Langkah Baru dalam Karier Musik Elma Dae
Bagi Elma Dae, “Cinta Terindah” bukan hanya single baru, tapi juga babak baru dalam perjalanan kariernya. Setelah dua single sebelumnya yang lebih ringan dan bernuansa pop modern, kali ini ia tampil dengan warna musik yang lebih matang dan emosional.
“Lagu ini buat aku jadi simbol transisi. Aku pengin menunjukkan sisi yang lebih dewasa dalam bermusik dan bercerita,” ujarnya.
Kehadiran “Cinta Terindah” juga semakin memperkuat posisi Elma di industri musik Indonesia sebagai penyanyi muda yang tidak takut bereksperimen dan terus mengasah kualitas. Suaranya yang lembut namun kuat berpadu sempurna dengan aransemen megah ala Yovie Widianto, menghasilkan lagu yang layak didengar berulang kali.
Kini, “Cinta Terindah” dari Elma Dae sudah bisa dinikmati di seluruh platform musik digital seperti Spotify, Apple Music, Joox, dan YouTube Music.

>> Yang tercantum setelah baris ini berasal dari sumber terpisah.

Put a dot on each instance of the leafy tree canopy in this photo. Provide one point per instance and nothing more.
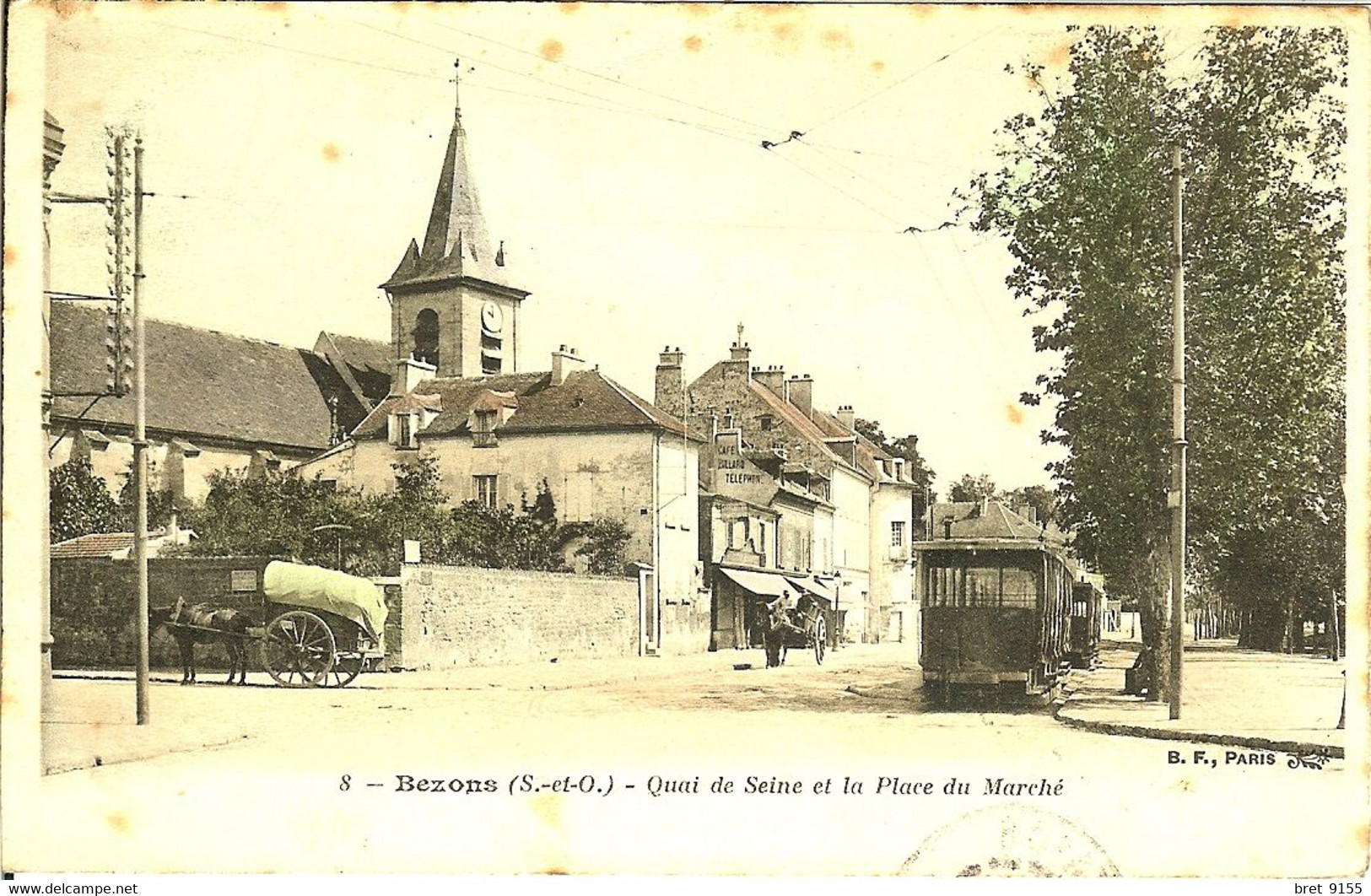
(1082, 197)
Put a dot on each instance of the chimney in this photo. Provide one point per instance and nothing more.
(774, 378)
(671, 382)
(565, 362)
(800, 391)
(410, 373)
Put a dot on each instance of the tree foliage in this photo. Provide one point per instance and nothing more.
(313, 521)
(1082, 197)
(972, 488)
(904, 447)
(80, 502)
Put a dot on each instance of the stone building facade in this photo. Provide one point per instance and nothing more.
(842, 505)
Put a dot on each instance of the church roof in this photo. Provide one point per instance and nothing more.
(202, 382)
(368, 362)
(586, 402)
(456, 241)
(989, 520)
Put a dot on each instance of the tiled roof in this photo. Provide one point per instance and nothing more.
(972, 520)
(202, 382)
(102, 544)
(868, 455)
(587, 400)
(94, 546)
(796, 419)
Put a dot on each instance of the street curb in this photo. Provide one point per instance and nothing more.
(99, 762)
(173, 680)
(1201, 737)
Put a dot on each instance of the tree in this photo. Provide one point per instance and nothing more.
(159, 503)
(603, 547)
(1041, 499)
(1082, 197)
(80, 502)
(972, 488)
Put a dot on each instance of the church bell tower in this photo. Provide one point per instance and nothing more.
(451, 300)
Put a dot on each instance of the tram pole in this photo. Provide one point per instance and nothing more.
(140, 436)
(1177, 500)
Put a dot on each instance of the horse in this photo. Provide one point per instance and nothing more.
(775, 626)
(212, 625)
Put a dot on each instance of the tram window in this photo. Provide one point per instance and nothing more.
(1020, 588)
(982, 586)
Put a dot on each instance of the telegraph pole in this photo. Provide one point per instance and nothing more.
(1177, 500)
(140, 435)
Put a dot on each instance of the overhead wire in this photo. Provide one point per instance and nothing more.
(603, 77)
(895, 84)
(618, 107)
(450, 51)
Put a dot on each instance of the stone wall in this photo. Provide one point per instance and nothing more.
(94, 607)
(456, 615)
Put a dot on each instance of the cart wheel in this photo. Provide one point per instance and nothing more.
(346, 667)
(298, 650)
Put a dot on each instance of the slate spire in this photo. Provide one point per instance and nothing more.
(456, 241)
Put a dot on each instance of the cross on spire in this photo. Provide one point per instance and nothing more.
(456, 98)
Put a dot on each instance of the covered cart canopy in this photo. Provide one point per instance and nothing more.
(815, 588)
(765, 586)
(317, 588)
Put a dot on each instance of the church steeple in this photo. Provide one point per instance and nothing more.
(451, 303)
(456, 241)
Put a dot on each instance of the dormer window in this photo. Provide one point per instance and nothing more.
(483, 429)
(405, 430)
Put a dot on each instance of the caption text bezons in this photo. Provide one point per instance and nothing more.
(749, 785)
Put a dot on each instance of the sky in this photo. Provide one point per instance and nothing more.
(294, 151)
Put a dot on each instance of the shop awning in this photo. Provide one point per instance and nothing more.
(761, 584)
(815, 588)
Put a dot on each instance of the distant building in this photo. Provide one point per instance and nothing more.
(460, 395)
(118, 546)
(215, 400)
(842, 505)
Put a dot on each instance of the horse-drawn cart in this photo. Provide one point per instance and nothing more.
(322, 626)
(800, 626)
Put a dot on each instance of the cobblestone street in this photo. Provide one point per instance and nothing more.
(247, 802)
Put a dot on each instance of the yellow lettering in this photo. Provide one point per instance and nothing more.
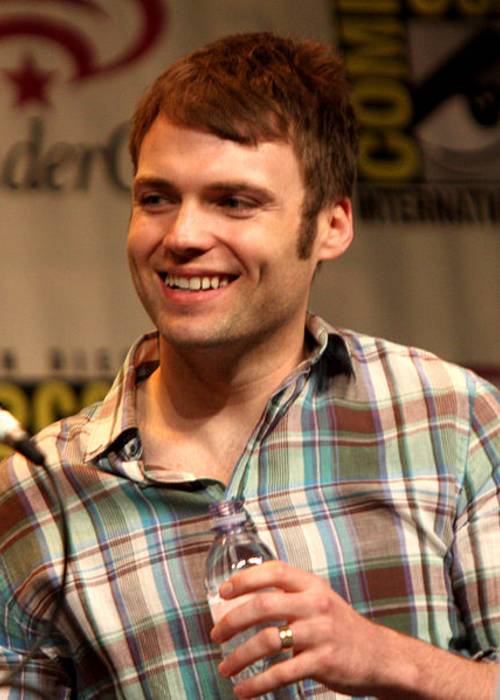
(16, 402)
(371, 6)
(429, 7)
(379, 47)
(382, 102)
(52, 400)
(388, 155)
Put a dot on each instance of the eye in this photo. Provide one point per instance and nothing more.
(237, 205)
(153, 200)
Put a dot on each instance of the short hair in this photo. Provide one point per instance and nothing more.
(258, 87)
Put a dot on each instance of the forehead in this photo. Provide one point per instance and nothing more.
(178, 152)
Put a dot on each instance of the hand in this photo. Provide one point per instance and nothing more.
(333, 644)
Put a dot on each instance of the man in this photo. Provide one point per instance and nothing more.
(369, 468)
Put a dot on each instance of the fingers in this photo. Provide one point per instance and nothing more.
(276, 676)
(272, 574)
(263, 607)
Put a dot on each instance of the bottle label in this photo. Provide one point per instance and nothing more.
(220, 606)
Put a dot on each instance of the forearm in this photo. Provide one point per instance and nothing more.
(415, 670)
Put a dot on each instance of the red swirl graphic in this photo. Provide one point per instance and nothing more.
(79, 47)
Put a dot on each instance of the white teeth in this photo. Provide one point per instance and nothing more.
(182, 282)
(196, 283)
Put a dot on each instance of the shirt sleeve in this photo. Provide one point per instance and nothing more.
(22, 625)
(476, 551)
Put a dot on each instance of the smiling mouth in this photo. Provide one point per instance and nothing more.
(197, 283)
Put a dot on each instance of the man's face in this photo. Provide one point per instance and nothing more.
(213, 239)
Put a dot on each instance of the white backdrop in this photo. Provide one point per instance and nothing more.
(71, 72)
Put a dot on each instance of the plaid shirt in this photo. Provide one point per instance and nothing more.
(373, 466)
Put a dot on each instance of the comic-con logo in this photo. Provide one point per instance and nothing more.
(73, 29)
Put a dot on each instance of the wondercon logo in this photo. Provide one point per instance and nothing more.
(71, 28)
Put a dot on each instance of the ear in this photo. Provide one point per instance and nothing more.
(335, 231)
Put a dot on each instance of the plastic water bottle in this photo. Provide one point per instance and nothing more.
(237, 546)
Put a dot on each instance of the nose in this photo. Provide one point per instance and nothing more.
(188, 233)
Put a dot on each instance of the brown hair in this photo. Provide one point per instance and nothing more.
(261, 87)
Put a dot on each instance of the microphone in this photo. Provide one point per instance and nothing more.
(13, 435)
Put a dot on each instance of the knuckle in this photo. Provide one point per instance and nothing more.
(269, 637)
(324, 603)
(280, 569)
(263, 604)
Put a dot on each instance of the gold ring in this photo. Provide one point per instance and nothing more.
(286, 637)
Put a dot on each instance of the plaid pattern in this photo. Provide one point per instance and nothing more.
(385, 481)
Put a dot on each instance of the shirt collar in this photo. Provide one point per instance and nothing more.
(114, 434)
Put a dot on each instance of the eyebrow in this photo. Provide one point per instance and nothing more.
(229, 186)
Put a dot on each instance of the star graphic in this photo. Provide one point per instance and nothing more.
(30, 82)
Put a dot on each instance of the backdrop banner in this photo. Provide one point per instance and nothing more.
(424, 267)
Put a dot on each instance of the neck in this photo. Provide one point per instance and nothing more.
(191, 387)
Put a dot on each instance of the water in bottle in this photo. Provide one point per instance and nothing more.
(237, 546)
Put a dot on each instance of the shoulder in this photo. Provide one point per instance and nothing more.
(385, 369)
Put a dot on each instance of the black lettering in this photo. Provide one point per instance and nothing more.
(22, 163)
(113, 154)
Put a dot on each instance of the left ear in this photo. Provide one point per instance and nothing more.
(335, 231)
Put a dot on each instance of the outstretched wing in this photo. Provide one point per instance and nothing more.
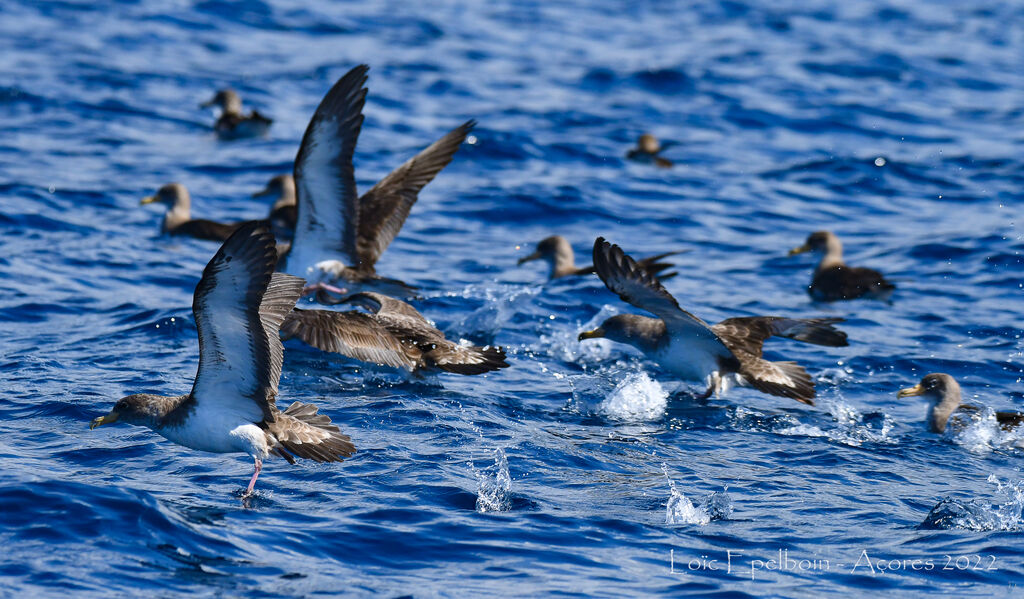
(629, 281)
(236, 361)
(325, 178)
(384, 208)
(353, 334)
(750, 333)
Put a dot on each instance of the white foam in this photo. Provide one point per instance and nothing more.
(636, 397)
(494, 487)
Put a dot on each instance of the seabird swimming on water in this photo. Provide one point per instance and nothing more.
(284, 213)
(647, 151)
(834, 280)
(558, 253)
(692, 349)
(340, 234)
(178, 220)
(239, 305)
(232, 123)
(393, 334)
(944, 392)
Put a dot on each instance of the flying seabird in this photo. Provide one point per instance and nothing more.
(340, 234)
(239, 305)
(392, 334)
(692, 349)
(232, 123)
(834, 280)
(178, 220)
(284, 212)
(943, 391)
(647, 151)
(558, 253)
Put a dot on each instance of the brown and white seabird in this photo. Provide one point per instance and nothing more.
(178, 220)
(647, 151)
(392, 334)
(284, 213)
(557, 252)
(239, 305)
(690, 348)
(944, 392)
(834, 280)
(233, 123)
(340, 234)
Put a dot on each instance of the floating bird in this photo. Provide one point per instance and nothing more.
(393, 334)
(647, 151)
(340, 236)
(558, 253)
(284, 213)
(690, 348)
(834, 280)
(943, 390)
(239, 305)
(232, 123)
(178, 220)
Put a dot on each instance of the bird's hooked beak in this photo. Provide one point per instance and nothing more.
(524, 259)
(263, 193)
(109, 419)
(911, 391)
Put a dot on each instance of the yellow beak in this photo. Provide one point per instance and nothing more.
(109, 419)
(911, 392)
(534, 256)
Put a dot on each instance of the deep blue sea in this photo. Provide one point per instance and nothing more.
(584, 469)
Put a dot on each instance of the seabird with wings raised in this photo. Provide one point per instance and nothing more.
(392, 334)
(340, 234)
(239, 305)
(557, 252)
(692, 349)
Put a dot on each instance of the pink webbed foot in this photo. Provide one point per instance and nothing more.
(252, 481)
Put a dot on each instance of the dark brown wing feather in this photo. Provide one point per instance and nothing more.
(301, 431)
(750, 333)
(384, 208)
(207, 229)
(236, 358)
(840, 283)
(353, 334)
(325, 178)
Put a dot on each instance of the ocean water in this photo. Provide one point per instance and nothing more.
(583, 470)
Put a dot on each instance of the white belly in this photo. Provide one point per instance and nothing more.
(218, 432)
(686, 360)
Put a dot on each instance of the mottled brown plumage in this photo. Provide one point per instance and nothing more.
(393, 334)
(690, 348)
(944, 393)
(340, 236)
(835, 281)
(239, 305)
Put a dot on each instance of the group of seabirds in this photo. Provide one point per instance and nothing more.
(323, 239)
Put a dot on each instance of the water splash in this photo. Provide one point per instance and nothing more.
(636, 397)
(977, 515)
(680, 510)
(982, 434)
(494, 486)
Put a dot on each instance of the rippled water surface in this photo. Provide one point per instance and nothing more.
(583, 469)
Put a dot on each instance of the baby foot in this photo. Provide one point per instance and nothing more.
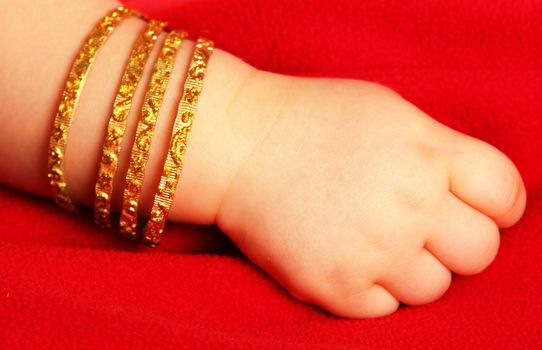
(355, 200)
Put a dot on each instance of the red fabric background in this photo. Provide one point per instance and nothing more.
(474, 65)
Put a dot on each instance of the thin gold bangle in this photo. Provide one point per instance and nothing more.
(74, 85)
(145, 129)
(181, 130)
(118, 120)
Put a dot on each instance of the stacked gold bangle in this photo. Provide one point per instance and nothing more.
(70, 96)
(117, 123)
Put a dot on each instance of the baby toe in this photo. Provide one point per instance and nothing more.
(370, 302)
(487, 180)
(418, 280)
(462, 238)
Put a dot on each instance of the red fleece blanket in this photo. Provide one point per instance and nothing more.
(473, 65)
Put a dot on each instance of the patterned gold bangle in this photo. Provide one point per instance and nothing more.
(74, 85)
(181, 130)
(118, 120)
(144, 133)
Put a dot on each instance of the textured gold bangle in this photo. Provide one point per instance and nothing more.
(118, 120)
(70, 96)
(181, 130)
(144, 133)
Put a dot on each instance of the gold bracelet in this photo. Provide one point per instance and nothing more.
(118, 120)
(144, 133)
(181, 130)
(74, 85)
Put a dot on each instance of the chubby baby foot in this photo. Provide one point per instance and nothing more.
(357, 201)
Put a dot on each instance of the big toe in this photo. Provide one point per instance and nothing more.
(486, 179)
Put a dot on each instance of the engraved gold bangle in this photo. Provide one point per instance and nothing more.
(181, 130)
(145, 129)
(64, 115)
(118, 120)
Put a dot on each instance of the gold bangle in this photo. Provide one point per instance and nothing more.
(144, 133)
(181, 130)
(74, 84)
(118, 120)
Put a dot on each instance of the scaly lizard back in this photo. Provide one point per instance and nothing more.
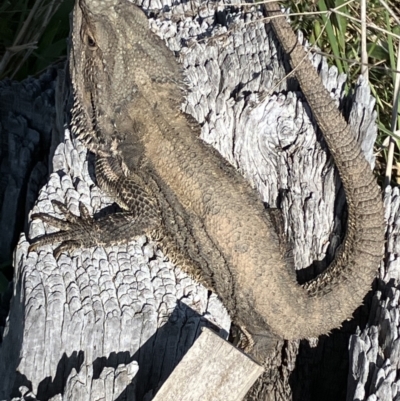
(180, 191)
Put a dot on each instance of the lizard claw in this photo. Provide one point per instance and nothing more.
(74, 230)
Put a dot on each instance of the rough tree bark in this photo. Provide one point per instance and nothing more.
(80, 327)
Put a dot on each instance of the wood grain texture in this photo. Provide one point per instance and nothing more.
(88, 317)
(211, 370)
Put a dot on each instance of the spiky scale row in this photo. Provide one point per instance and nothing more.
(180, 191)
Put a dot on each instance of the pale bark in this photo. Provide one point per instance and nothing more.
(77, 326)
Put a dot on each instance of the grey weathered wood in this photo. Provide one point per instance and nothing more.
(85, 318)
(211, 370)
(375, 350)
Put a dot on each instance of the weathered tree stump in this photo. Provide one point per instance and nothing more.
(80, 327)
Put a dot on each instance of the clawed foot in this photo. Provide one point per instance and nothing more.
(76, 231)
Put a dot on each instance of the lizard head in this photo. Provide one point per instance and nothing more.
(114, 59)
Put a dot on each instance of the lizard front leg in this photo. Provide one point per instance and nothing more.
(140, 215)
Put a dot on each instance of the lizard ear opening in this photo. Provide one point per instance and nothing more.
(91, 42)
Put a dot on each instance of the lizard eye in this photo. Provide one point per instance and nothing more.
(91, 42)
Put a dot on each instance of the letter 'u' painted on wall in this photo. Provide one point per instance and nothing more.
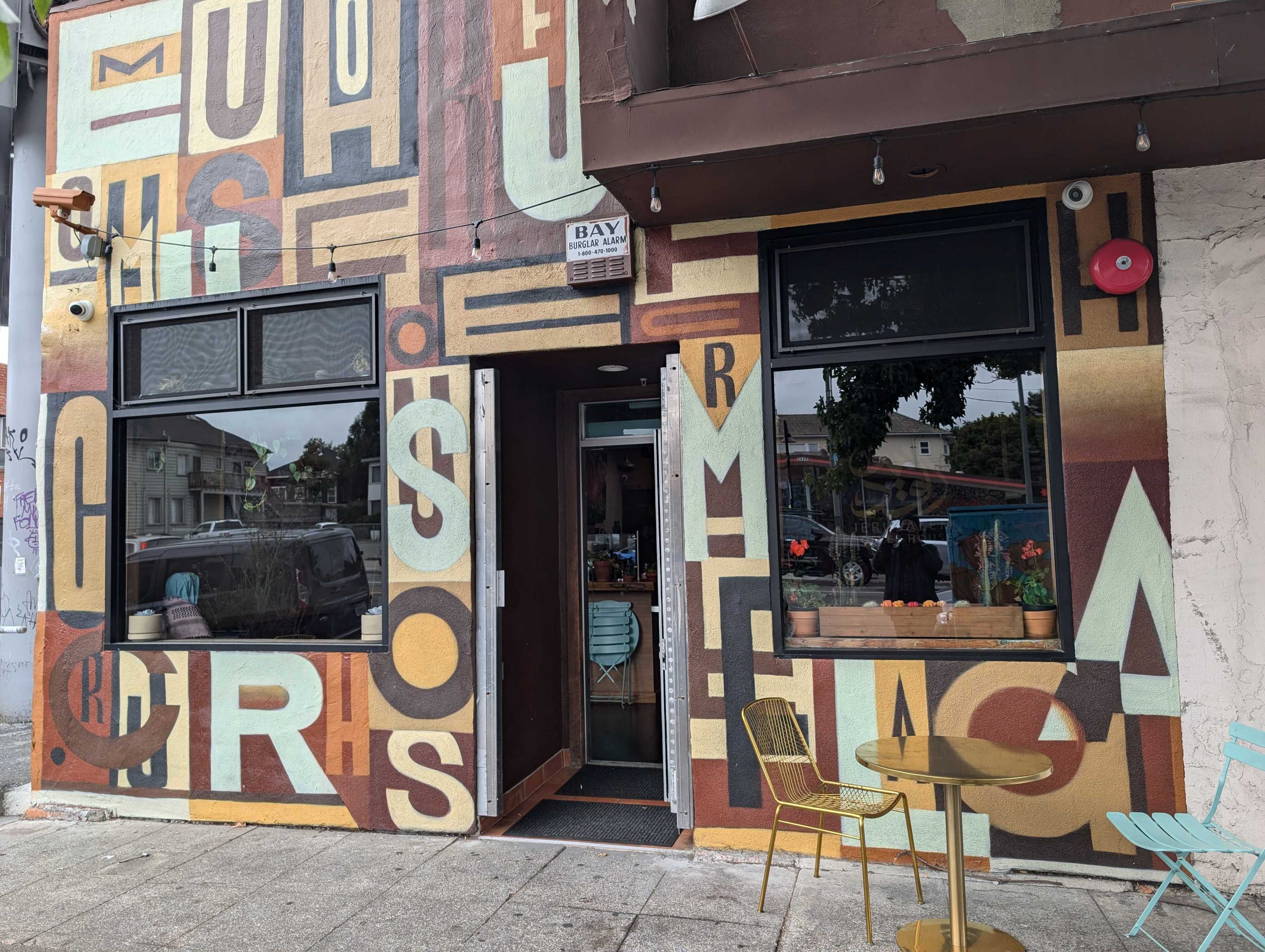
(298, 677)
(461, 807)
(455, 535)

Lagu ini diyakini akan menjadi salah satu karya paling berkesan tahun ini, terutama bagi para pencinta musik pop romantis.
Dengan energi baru dan kerja sama bersama para legenda musik, Elma Dae berhasil menghadirkan karya yang bukan hanya indah untuk didengar, tapi juga punya makna mendalam bagi siapa pun yang pernah mencintai dan kehilangan.